Hi,
I am using torch.compile for optimizing some preprocessing components, which are run on CPU, like depth_to_3d_opt = torch.compile(kornia.geometry.depth_to_3d, mode="reduce-overhead")
Then I am trying to run multi-GPU training via transformers
+ accelerate
.
However, the torch.compile fails with CUDA-related error torch._dynamo.exc.InternalTorchDynamoError: Cannot re-initialize CUDA in forked subprocess.
[rank3]: File "/opt/conda/lib/python3.10/site-packages/torch/_dynamo/convert_frame.py", line 172, in _fn
[rank3]: cuda_rng_state = torch.cuda.get_rng_state()

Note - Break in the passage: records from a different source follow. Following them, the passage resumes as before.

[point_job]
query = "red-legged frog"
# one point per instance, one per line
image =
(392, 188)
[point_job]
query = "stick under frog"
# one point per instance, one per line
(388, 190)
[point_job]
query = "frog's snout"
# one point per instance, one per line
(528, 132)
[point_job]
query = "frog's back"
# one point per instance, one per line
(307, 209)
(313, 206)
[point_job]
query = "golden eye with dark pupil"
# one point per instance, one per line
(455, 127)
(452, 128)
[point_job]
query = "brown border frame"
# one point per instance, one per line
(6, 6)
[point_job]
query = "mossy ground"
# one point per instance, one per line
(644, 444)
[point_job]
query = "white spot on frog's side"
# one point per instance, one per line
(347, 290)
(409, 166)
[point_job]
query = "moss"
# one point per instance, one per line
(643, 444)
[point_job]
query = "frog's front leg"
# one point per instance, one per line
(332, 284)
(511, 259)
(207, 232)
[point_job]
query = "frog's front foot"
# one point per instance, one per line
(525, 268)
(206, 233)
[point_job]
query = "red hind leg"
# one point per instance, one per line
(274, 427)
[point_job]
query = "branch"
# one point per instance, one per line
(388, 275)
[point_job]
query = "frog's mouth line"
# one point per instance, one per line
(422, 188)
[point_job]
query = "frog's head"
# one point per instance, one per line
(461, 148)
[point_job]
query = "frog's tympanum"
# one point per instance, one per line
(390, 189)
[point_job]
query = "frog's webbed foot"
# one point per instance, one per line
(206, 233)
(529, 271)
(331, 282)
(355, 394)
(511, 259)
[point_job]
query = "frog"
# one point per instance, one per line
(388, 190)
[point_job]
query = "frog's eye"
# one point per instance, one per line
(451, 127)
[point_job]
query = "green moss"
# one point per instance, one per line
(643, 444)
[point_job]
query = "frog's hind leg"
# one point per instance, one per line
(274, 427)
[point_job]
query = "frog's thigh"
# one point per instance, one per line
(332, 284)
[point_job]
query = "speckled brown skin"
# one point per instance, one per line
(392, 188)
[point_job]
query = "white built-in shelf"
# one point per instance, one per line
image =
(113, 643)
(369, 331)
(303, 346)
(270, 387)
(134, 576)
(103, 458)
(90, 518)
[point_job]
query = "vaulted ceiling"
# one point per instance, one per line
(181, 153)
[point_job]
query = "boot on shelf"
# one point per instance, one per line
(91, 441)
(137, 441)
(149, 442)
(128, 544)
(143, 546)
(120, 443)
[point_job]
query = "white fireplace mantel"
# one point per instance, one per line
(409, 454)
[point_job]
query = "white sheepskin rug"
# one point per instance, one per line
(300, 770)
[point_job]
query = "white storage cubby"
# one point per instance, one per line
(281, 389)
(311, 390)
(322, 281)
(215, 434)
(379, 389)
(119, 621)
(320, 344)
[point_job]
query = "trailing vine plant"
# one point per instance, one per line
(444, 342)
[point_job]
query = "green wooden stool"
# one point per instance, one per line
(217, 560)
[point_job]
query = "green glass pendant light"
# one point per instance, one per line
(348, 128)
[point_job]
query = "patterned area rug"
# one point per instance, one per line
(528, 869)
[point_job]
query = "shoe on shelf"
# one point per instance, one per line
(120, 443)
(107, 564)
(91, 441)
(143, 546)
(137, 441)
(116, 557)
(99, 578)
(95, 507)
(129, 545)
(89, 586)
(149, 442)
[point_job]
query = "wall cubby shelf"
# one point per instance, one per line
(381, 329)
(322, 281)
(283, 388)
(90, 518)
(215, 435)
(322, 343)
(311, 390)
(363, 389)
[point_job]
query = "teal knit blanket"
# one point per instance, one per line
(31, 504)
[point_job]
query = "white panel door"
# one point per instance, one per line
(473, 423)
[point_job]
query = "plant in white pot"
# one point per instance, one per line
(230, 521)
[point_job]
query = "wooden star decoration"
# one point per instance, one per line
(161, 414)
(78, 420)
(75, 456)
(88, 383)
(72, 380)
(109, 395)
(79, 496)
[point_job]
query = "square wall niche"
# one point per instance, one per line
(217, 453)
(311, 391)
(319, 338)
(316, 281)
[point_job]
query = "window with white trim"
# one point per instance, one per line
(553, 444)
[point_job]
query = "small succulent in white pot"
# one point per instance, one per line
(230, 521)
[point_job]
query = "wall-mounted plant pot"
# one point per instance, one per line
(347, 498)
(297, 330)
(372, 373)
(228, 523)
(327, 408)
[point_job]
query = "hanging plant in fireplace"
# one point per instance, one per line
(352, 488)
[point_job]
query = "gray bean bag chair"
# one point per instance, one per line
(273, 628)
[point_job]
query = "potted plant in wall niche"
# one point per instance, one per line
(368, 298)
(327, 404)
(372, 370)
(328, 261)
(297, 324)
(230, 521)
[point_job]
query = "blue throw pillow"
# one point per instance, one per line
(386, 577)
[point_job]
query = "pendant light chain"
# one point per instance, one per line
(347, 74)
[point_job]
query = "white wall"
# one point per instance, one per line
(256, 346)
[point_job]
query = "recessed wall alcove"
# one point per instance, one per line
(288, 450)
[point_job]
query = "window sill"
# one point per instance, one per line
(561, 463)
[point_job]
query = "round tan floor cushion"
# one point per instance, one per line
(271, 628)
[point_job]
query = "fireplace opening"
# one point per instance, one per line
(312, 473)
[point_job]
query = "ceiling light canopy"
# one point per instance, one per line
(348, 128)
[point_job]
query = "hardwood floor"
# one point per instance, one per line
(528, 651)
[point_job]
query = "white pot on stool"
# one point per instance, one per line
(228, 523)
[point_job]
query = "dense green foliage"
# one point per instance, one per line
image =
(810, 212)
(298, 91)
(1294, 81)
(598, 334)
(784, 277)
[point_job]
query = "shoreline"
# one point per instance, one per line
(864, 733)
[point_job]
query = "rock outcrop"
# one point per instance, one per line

[rank3]: File "/opt/conda/lib/python3.10/site-packages/torch/cuda/random.py", line 31, in get_rng_state
[rank3]: _lazy_init()
[rank3]: File "/opt/conda/lib/python3.10/site-packages/torch/cuda/__init__.py", line 300, in _lazy_init
[rank3]: raise RuntimeError(
[rank3]: torch._dynamo.exc.InternalTorchDynamoError: Cannot re-initialize CUDA in forked subprocess. To use CUDA with multiprocessing, you must use the 'spawn' start method
[rank3]: You can suppress this exception and fall back to eager by setting:
[rank3]: import torch._dynamo
[rank3]: torch._dynamo.config.suppress_errors = True
Is there a way to force torch.compile to run in CPU-only mode?